In 2006, the land use of the site adjacent to the Akshardham temple that was earlier marked as 'recreational' was changed to 'residential and commercial' and allocated for the Commonwealth Games Village. The plan to locate the Games Village on the Yamuna floodplain was done against the advice of reputed expert institutions such as the Indian National Trust for Art and Cultural Heritage (INTACH) and the National Institute for Environmental Engineering (NEERI) and in the face of bitter contest by environmental activists and enlightened citizens who came together in the Yamuna Jiye Abiyan.
When challenged by activists on the legality of the decision to encroach on the floodplains, the government scrambled and came up with the environmental permissions and clearances that it did not earlier have - however, the exercise lacked transparency and left grave doubts that pliant officers had been found to give a green chit to the government plans.
In all the controversy over construction in an ecologically fragile area, the government never explained if it had looked for alternative sites for the Games Village and why the Yamuna river bed was the best place.
'Three dimensional development' on the floodplains
The Games Village represents just the thin edge of the wedge in the push to change the land use of the Yamuna banks.
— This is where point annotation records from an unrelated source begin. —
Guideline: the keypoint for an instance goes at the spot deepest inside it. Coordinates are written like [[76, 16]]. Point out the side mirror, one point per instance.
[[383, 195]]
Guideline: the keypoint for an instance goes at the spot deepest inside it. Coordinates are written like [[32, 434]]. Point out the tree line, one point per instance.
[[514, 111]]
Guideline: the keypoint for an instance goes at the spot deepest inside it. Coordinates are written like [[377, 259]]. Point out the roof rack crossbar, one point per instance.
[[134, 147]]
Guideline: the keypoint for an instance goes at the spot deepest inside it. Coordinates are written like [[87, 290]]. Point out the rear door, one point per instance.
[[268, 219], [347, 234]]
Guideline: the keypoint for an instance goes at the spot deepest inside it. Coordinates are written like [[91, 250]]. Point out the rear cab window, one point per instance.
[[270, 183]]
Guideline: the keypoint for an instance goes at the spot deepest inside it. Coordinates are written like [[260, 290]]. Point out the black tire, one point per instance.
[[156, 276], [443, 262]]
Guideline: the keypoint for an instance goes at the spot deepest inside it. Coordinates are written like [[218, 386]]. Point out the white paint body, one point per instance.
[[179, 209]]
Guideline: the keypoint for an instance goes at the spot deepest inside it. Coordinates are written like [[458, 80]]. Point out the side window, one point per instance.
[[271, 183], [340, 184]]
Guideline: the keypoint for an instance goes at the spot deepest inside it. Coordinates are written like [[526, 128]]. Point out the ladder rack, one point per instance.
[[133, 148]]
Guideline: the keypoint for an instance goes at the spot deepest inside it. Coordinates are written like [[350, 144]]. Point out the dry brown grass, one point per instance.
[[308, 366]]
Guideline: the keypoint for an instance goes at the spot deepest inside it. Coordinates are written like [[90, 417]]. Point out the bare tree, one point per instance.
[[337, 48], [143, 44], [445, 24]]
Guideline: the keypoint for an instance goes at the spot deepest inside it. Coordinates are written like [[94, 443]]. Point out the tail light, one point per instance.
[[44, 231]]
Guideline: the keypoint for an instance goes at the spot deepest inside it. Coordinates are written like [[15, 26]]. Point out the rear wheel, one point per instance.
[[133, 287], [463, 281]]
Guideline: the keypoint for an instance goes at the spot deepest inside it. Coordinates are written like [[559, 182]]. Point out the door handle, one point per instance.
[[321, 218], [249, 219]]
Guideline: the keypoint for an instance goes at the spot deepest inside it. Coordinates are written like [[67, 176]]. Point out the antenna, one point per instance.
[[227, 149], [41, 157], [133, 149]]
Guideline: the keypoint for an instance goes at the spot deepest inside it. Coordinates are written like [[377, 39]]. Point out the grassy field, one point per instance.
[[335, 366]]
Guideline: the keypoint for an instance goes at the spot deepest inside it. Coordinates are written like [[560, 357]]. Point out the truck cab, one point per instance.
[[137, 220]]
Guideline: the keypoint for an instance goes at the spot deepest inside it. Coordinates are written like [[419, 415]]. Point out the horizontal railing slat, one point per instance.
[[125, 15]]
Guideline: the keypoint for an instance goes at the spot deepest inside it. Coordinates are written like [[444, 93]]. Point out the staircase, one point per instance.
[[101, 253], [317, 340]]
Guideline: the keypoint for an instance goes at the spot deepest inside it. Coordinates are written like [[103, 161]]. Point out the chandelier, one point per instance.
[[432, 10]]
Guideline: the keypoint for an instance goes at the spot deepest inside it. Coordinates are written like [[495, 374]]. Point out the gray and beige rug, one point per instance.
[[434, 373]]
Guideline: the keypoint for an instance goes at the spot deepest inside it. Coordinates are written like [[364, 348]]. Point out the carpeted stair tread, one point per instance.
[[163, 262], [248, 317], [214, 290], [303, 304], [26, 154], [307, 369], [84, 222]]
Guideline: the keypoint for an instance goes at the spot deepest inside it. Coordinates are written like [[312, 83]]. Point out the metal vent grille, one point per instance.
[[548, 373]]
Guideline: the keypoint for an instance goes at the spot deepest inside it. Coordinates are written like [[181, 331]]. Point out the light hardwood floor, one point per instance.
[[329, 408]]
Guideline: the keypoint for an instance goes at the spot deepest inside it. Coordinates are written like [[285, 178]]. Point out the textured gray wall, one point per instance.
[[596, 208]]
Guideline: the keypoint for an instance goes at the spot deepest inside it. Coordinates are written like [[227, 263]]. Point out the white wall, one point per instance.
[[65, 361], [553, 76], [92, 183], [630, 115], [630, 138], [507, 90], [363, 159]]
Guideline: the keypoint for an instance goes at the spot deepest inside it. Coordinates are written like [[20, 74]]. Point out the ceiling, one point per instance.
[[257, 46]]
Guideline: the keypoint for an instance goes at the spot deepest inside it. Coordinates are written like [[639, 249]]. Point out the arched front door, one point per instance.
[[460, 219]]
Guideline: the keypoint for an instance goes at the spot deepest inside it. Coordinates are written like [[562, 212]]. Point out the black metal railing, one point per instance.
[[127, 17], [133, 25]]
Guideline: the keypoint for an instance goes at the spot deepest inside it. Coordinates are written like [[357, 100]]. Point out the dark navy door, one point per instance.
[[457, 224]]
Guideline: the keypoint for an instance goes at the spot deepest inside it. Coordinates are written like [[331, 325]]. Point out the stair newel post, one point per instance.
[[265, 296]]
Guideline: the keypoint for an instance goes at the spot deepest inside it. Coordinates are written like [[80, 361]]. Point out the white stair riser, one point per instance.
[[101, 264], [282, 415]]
Satellite maps clearly show that the bund protecting the Games Village and the Akshardam temple cut the width of the Yamuna eastern bank floodplain in half in that area. This bund will no doubt serve as the new alignment for the Yamuna embankment all along the eastern bank. The precedent having been set, justification of future 'legalised' encroachments on the floodplain will be that much easier, leading to the eventual canalisation of the river.
The proposals for developing the Yamuna zone in the 2021 version of the Master Plan contain new land uses - 'recreational', 'public and semi public facilities', 'transport', etc replacing the earlier ubiquitous mention of 'agriculture and water body'. Given the record of the last 50 years of planned development, it is clear that all that separates one type of land use from a radically different use is a 'notified amendment' that can be passed by the DDA at any time.
The 2021 proposal for the Yamuna zone leaves one in no doubt on this score. We are forewarned that "as development is a continuous process and has to appropriately respond to the needs and aspirations of its beneficiaries, the Zonal Plan does not limit the variety of possible uses" and that "restricted three dimensional development is envisaged in the central areas which have good locational potential (sic) and are either comparatively free from inundation or can be made free from inundation expeditiously and/or at low cost."
Coming back to the question of the games village, why are super luxury apartments needed to house sportsmen for 10 days, one may ask? They have, after all come to participate in competitive games and will presumably be spending most of their time in stadia with hardly time to indulge in the luxury on offer. Could more modest construction not suffice, which could, after the games fulfil the needs of, say, students for hostel accommodation or Indian sportsmen coming to the capital to participate in national competitions?
Just over a quarter century earlier, an exclusive residential complex was built in the name of housing the participants of the 1982 Asian Games in a green expanse that reportedly contained archaeological structures associated with the 14th century Siri Fort. The ultimate beneficiaries of this 'games infrastructure' turned out to be high officers of the government and public sector companies who occupied 70 per cent of the flats built. This time around too, it will not be a surprise to find some of the top hats of the bureaucracy in the apartments retained by the DDA.
In the name of housing Commonwealth Games participants for a mere 10 days, an exclusive gated community is being established on the Yamuna banks, in the heart of Delhi, on invaluable public land that could be developed as a unique public space enriching all its residents. The advertisements tell it all.